Thursday, July 8, 2010

Spin hall effect of light.

I cant help keeping a record of this piece of work, which shows a fast light split. By incidenting a beam of linearly polarized light upon the interface between two media with differing refraction indice, they obtain two closely separated beams of light with oppositely polarized circular helicity.

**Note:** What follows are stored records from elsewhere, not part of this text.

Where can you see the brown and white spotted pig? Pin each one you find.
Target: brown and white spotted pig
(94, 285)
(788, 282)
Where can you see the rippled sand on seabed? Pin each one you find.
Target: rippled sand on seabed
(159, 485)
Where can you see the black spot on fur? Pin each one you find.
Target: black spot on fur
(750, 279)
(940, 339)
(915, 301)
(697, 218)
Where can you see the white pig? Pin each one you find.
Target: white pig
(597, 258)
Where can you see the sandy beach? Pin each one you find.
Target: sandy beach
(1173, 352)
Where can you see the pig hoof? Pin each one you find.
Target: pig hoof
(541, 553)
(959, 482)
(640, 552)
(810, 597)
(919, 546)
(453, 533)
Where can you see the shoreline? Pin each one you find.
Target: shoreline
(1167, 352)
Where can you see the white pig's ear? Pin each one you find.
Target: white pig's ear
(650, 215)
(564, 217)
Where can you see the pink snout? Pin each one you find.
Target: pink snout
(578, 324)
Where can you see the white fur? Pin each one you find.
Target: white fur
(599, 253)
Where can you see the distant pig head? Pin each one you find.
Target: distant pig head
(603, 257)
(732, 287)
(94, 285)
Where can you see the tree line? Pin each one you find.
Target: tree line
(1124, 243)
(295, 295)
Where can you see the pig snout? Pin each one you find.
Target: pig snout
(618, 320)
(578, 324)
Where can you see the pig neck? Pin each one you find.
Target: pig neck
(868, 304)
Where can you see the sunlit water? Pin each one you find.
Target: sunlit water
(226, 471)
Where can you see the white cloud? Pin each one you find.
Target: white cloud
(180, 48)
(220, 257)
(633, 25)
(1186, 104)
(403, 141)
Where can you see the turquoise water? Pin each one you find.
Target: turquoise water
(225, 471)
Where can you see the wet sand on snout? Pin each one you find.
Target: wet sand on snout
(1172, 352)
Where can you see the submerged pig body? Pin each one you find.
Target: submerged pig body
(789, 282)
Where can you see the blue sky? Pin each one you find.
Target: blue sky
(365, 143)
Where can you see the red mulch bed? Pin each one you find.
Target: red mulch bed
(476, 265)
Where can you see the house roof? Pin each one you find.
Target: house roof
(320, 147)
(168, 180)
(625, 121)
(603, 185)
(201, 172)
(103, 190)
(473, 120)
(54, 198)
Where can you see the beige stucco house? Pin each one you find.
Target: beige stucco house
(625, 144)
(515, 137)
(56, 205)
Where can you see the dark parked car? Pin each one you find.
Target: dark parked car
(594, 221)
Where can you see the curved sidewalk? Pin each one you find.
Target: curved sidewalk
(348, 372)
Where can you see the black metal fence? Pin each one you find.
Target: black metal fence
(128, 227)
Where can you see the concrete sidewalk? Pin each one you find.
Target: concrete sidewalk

We experimentally demonstrate a general optical pump-probe technique to observe the spin Hall effect of light SHEL in an absorbing medium. In essence, a locally confined pump-induced modification of a material’s absorptivity can effectively be used as an induced aperture allowing one to detect the transversely displaced
circular polarization components of an incident beam through differential transmission techniques. We consider linear absorption mechanisms such as free-carrier absorption and Pauli blocking as well as nonlinear absorption processes such as two-photon absorption. For absorption mechanisms that do not depend on light polarization, the SHEL of the probe beam is obtained directly, while polarization-dependent properties give an effective SHEL displacement that depends on the action of the SHEL on both pump and probe beams. Using 150 fs pump, 820 nm pump and probe pulses we observe SHEL effects in silicon via free-carrier absorption. SHEL effects are also observed via Pauli blocking at 820 nm and two-photon absorption at 1550 nm in GaAs using 150 fs pump and probe pulses.